Group 8: GKE Backup & Restore
These variables configure Backup for GKE, which creates scheduled, application-consistent backups of cluster workloads and persistent volume data to Cloud Storage. Backups capture both the Kubernetes resource state (Deployments, ConfigMaps, Secrets, Services, etc.) and the data held in PersistentVolumeClaims, allowing full workload restoration to the same cluster or to a different cluster in the event of accidental deletion, data corruption, or a disaster recovery scenario. Requires create_google_kubernetes_engine = true.
| Variable | Default | Options / Format | Description & Implications |
|---|---|---|---|
enable_gke_backup | false | true / false | Enables GKE Backup for Autopilot on the provisioned cluster(s). When enabled, a backup plan is created that runs on the schedule defined by gke_backup_schedule and retains snapshots for gke_backup_retention_days days. Backups are stored in a Google-managed Cloud Storage bucket and can be used to restore workloads to the same or a different GKE cluster. Requires create_google_kubernetes_engine = true. Enable this for all production clusters — GKE Backup is the recommended mechanism for protecting stateful workloads running on GKE Autopilot. |
gke_backup_retention_days | 30 | Integer 1–365 | Number of days to retain GKE backup snapshots before they are automatically deleted. Balance retention duration against Cloud Storage cost — each backup stores a full snapshot of all cluster resources and PVC data, so longer retention periods accumulate significant storage. A 30-day retention is appropriate for most workloads. Increase to 90 or more for compliance-sensitive environments with longer recovery point objectives. Decrease to 7 for cost-sensitive non-production clusters. Valid range: 1–365 days. (e.g., 7, 30, 90) |
gke_backup_schedule | '0 3 * * *' | Cron expression (UTC) | Cron expression defining when GKE backup jobs run automatically. All times are interpreted as UTC. The default '0 3 * * *' runs a backup daily at 03:00 UTC, which typically falls outside peak usage hours for most regions. Choose a schedule that avoids your application's peak traffic window to minimise any performance impact during backup. For higher recovery point objectives, use a more frequent schedule such as '0 */6 * * *' (every 6 hours). Uses standard five-field Unix cron format: minute, hour, day-of-month, month, day-of-week. (e.g., '0 3 * * *' for daily at 03:00 UTC, '0 */6 * * *' for every 6 hours, '0 2 * * 0' for weekly on Sunday at 02:00 UTC) |
Validating Group 8 Settings
Google Cloud Console:
- Backup plans: Navigate to Kubernetes Engine → Backup for GKE → Backup plans to confirm a backup plan has been created for the cluster with the expected schedule and retention period.

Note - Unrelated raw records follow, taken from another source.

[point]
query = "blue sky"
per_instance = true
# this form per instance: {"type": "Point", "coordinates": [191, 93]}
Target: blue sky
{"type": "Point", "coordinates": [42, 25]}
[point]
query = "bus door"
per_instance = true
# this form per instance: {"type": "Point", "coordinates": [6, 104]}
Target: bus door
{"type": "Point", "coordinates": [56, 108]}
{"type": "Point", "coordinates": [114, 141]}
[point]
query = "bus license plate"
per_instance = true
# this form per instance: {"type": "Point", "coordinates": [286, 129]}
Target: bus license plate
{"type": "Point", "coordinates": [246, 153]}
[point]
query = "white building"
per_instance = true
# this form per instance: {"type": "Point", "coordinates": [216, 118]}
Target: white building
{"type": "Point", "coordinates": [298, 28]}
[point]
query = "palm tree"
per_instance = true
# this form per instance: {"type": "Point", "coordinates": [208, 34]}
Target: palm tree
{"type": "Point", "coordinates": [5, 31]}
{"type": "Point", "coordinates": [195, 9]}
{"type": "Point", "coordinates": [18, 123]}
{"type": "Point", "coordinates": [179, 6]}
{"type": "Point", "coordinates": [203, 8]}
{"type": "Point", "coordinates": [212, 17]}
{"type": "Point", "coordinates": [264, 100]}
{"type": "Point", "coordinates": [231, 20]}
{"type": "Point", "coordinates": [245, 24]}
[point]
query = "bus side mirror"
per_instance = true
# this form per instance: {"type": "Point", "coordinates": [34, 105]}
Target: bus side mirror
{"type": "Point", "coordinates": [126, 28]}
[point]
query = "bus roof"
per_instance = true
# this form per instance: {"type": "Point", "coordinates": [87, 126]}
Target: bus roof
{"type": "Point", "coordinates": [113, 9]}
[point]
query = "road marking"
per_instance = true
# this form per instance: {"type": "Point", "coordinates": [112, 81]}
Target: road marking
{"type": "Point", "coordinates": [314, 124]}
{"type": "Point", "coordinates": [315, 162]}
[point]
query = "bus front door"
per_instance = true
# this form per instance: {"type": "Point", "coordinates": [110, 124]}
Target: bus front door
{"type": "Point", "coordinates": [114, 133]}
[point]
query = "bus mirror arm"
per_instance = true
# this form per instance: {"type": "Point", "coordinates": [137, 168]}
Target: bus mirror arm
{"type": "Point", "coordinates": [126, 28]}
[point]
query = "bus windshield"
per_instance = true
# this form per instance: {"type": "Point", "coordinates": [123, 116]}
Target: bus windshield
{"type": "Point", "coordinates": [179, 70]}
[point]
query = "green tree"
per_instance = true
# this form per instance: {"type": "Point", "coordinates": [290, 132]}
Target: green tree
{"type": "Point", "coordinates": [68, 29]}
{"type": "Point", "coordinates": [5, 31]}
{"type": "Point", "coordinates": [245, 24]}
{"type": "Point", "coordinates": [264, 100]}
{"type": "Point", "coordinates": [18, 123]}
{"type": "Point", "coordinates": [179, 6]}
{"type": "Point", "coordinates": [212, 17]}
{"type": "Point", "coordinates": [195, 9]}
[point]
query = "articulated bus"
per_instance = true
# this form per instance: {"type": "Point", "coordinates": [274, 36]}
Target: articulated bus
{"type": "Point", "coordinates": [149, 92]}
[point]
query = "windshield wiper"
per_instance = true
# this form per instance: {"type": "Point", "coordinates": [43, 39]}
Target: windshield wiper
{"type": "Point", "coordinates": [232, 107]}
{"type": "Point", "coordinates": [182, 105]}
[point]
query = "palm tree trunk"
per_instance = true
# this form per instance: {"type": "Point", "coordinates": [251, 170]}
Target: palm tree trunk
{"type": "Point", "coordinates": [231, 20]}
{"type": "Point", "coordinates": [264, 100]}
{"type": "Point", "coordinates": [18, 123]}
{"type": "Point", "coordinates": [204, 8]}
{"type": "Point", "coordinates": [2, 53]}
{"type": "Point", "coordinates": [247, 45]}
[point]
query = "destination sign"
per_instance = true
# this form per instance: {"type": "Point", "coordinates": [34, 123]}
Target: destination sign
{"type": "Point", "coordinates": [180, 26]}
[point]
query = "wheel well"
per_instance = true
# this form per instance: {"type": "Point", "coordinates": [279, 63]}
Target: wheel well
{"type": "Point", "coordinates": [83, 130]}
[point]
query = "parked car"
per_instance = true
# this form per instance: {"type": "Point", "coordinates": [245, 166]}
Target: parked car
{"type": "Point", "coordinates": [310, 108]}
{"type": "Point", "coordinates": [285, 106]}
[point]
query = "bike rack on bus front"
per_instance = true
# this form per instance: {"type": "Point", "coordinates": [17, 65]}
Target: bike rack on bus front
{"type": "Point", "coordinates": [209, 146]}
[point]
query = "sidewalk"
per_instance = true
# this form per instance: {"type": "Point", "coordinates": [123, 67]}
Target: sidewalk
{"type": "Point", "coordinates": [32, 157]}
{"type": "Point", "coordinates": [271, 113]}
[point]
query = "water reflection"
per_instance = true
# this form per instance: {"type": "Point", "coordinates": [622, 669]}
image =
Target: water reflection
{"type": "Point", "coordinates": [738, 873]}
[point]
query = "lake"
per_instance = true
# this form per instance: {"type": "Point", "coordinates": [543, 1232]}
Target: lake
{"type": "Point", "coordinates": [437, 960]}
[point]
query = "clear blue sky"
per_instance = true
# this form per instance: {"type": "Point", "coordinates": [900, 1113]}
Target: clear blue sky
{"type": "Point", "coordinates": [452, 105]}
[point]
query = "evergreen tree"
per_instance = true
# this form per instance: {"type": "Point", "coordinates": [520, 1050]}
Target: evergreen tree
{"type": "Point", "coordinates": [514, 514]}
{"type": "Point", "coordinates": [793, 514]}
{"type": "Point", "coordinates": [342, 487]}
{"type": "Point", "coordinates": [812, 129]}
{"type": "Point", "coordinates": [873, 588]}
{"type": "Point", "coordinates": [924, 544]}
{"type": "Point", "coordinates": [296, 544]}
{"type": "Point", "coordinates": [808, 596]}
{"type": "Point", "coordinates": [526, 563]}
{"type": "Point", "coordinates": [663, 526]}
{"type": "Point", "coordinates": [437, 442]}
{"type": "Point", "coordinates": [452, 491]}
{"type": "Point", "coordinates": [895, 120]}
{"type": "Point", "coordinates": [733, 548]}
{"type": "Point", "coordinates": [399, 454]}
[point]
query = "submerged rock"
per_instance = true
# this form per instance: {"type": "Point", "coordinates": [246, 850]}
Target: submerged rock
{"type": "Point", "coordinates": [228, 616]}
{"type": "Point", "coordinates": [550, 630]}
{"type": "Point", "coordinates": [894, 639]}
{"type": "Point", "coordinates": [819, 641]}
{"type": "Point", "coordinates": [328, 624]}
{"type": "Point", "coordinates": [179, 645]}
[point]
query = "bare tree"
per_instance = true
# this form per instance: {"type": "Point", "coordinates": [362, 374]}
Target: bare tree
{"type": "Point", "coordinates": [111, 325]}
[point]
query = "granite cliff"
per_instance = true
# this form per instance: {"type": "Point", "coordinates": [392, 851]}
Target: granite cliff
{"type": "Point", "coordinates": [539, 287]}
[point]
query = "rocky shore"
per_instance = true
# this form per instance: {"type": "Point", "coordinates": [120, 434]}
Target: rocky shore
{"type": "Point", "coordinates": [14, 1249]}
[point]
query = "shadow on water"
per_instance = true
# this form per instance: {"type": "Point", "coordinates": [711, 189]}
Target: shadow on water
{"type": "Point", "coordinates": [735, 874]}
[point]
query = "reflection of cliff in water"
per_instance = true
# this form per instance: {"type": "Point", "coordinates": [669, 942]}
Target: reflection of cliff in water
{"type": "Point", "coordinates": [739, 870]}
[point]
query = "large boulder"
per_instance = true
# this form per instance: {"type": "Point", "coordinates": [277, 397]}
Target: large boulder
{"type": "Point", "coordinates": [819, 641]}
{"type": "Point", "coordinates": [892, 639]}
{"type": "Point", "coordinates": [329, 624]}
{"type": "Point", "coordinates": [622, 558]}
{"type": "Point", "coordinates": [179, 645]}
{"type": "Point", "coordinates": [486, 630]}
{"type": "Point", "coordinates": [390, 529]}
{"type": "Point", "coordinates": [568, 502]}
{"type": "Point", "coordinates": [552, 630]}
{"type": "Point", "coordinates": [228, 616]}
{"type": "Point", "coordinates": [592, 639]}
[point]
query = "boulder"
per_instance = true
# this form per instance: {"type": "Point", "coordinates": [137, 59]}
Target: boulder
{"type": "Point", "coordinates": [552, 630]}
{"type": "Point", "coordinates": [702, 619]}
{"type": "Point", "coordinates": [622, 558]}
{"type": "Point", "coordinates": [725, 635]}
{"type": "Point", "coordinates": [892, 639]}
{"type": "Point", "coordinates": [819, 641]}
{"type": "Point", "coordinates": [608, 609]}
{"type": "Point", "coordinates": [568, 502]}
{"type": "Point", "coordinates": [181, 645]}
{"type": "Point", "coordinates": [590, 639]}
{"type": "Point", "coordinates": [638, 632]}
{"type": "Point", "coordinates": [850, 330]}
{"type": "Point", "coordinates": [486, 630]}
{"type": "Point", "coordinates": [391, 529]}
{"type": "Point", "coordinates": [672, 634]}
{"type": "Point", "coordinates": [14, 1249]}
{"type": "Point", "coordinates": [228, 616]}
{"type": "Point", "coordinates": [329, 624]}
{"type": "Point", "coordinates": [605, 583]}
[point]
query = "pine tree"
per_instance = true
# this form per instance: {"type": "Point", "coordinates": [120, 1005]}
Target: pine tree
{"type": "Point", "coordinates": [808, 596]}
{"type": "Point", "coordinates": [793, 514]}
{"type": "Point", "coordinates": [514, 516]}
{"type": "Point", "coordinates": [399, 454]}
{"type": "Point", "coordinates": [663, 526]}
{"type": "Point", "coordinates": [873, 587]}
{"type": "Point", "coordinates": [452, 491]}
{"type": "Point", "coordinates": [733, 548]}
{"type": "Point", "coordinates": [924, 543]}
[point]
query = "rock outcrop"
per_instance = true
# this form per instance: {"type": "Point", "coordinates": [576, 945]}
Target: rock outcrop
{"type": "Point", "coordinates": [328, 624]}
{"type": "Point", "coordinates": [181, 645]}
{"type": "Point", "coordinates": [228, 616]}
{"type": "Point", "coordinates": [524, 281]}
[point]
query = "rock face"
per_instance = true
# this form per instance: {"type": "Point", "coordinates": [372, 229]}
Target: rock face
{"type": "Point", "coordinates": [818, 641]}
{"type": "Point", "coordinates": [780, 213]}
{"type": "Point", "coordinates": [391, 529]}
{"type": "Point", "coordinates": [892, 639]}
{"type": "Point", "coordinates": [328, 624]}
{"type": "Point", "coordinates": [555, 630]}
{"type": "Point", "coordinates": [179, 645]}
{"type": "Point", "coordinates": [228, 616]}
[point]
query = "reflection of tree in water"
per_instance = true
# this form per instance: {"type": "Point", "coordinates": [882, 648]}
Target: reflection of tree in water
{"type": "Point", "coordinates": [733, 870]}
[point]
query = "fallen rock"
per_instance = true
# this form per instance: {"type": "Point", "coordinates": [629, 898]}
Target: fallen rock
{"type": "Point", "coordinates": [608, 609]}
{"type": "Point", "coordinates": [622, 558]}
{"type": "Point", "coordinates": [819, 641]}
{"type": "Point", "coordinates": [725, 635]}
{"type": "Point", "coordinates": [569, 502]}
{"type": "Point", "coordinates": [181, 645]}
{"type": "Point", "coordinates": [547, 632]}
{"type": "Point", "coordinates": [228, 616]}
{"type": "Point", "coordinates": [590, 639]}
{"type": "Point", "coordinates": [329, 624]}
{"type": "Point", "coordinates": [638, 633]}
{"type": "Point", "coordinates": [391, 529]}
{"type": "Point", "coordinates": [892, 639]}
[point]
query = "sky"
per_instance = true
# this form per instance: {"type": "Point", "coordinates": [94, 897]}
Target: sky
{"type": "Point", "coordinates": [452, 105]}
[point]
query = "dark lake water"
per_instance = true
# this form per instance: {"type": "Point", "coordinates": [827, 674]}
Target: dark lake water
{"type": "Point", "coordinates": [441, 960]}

- Backup history: Select a backup plan and click the Backups tab to view completed backups, their size, and their expiry date.
- Restore plans: Navigate to Kubernetes Engine → Backup for GKE → Restore plans to view any configured restore plans for recovering workloads from a backup.
gcloud CLI:
# List all GKE backup plans in the region
gcloud container backup-restore backup-plans list \
--location=REGION \
--project=PROJECT_ID \
--format="table(name,cluster,retentionPolicy.backupDeleteLockDays,state)"
# List completed backups for a specific backup plan
gcloud container backup-restore backups list \
--backup-plan=BACKUP_PLAN_NAME \
--location=REGION \
--project=PROJECT_ID \
--format="table(name,state,createTime,deleteLockExpireTime)"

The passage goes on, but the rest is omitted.